「あ……あぁ……リオーネまで…………殿下、あなたのせいでリオーネがっ……!!」
リオーネが床から落ちていったのを見たヴェッポは、半狂乱に近い状態になり、私に掴みかかってきた。
私は彼がどんどん黒く染まっていくのを見ながら、胸ぐらを掴まれたまま違う場所を透視していた。
彼に責められる事などどうでもいい、とにかく彼女が無事でいるのかどうか、それだけしか頭になかったのだ。
きっとこの場にいる者たちには私がなぜか侍女を失ってショックを受け、呆然としているように見えているだろう。
リオーネ……落ちた先は地下通路…………ここは新しく出来たもののようだが、床に針山のような罠が仕掛けられてはいないようだ。
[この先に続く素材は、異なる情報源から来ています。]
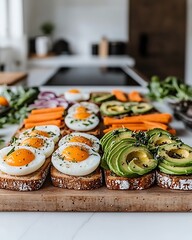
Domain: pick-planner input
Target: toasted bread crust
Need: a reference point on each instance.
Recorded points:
(115, 182)
(96, 131)
(89, 182)
(30, 182)
(183, 182)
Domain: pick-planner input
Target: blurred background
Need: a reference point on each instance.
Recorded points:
(46, 38)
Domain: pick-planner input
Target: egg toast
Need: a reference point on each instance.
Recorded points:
(34, 180)
(28, 182)
(88, 182)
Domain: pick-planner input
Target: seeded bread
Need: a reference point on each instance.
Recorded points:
(182, 182)
(115, 182)
(96, 131)
(28, 182)
(89, 182)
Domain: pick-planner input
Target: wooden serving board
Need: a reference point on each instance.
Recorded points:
(53, 199)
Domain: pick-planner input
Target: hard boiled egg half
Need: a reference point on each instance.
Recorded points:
(75, 159)
(20, 160)
(81, 121)
(43, 144)
(75, 95)
(49, 131)
(84, 107)
(79, 137)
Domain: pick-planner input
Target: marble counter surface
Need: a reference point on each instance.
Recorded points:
(95, 226)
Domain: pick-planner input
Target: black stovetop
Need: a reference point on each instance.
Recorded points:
(98, 76)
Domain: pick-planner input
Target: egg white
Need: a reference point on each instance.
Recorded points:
(81, 125)
(53, 130)
(47, 149)
(21, 170)
(82, 168)
(90, 107)
(75, 97)
(93, 139)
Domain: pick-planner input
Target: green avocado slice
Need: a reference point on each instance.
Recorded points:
(115, 158)
(117, 136)
(175, 154)
(175, 170)
(157, 131)
(138, 159)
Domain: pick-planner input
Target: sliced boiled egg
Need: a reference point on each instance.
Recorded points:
(81, 121)
(43, 144)
(20, 160)
(75, 95)
(79, 137)
(84, 107)
(75, 159)
(49, 131)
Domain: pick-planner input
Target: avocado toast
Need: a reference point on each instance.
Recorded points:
(128, 163)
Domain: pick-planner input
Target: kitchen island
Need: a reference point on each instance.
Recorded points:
(89, 225)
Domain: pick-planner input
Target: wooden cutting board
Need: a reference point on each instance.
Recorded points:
(53, 199)
(11, 78)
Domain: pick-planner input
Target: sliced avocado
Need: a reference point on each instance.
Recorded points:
(175, 170)
(142, 166)
(157, 131)
(141, 108)
(175, 154)
(104, 164)
(113, 108)
(103, 98)
(115, 147)
(114, 158)
(117, 136)
(137, 159)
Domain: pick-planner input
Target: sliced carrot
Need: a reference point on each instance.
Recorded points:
(155, 117)
(120, 95)
(45, 117)
(47, 110)
(54, 122)
(109, 129)
(172, 131)
(155, 125)
(135, 96)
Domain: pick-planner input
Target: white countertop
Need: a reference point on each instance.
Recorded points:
(95, 226)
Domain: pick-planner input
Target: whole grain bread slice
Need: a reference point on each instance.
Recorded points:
(28, 182)
(115, 182)
(89, 182)
(182, 182)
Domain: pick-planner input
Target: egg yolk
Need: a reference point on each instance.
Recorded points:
(20, 157)
(33, 142)
(81, 139)
(38, 132)
(3, 101)
(74, 91)
(81, 115)
(75, 153)
(81, 109)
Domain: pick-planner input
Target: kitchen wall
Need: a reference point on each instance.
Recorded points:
(81, 22)
(188, 58)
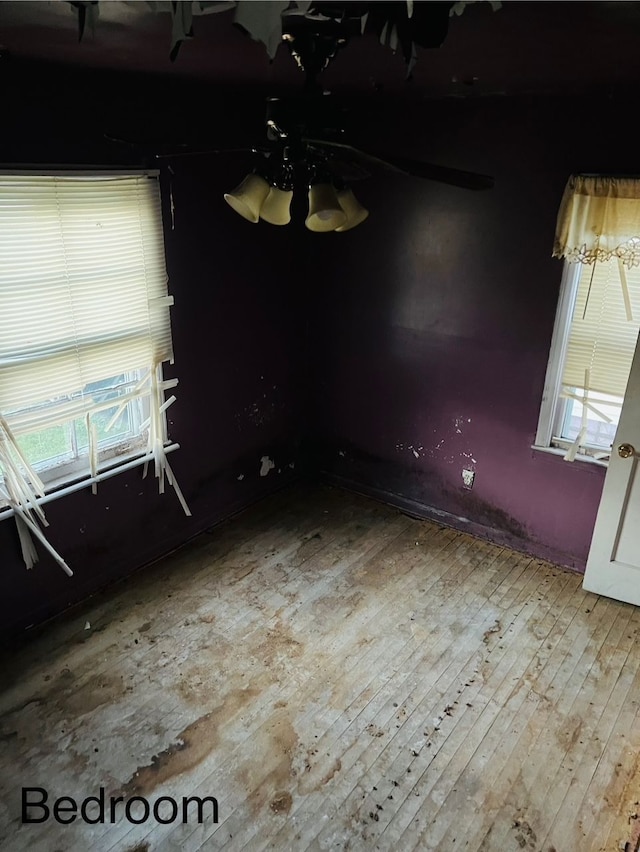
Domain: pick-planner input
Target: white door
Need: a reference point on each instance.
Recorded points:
(613, 566)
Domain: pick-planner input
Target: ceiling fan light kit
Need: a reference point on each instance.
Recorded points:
(355, 212)
(249, 196)
(276, 208)
(325, 213)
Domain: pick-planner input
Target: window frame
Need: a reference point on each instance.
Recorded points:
(553, 407)
(70, 474)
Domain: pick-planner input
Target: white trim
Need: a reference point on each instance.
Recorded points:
(549, 409)
(113, 470)
(89, 171)
(561, 453)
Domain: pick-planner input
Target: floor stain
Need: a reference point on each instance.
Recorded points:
(269, 771)
(192, 746)
(318, 773)
(281, 802)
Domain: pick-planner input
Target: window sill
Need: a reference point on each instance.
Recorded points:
(111, 468)
(558, 451)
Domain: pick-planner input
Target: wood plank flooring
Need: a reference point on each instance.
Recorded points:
(338, 676)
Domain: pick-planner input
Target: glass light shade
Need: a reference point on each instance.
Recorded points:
(325, 213)
(248, 197)
(355, 212)
(276, 208)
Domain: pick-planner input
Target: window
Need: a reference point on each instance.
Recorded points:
(84, 331)
(591, 354)
(598, 317)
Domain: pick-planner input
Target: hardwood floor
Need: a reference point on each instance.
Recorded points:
(338, 676)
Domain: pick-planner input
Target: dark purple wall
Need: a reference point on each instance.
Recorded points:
(433, 322)
(236, 341)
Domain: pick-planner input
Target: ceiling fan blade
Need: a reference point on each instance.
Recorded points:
(408, 167)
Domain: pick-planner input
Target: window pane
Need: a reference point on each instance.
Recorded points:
(48, 447)
(601, 409)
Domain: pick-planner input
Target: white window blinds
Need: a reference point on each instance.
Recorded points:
(603, 334)
(83, 291)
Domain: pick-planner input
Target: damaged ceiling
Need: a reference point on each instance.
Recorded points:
(518, 48)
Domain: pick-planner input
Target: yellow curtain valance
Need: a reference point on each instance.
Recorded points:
(599, 219)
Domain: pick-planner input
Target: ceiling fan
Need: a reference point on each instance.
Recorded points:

床に落ちて体を打ち付けた様子ではあるけれど、皆と話しているリオーネの姿が見えてくる。
良かった、無事だ……!!
私は心底安堵し、長い溜息が漏れてしまう。
「彼女が落ちていってしまったというのに!溜息なんて!」
「すまない、しかしあなたに付き合っている時間はないんだ。私は忙しい」
「な……っ!」
早くリオーネたちを助けなければ……そんな事を考えていると皇帝が立ち上がり、こちらにゆっくりと近付いてくる。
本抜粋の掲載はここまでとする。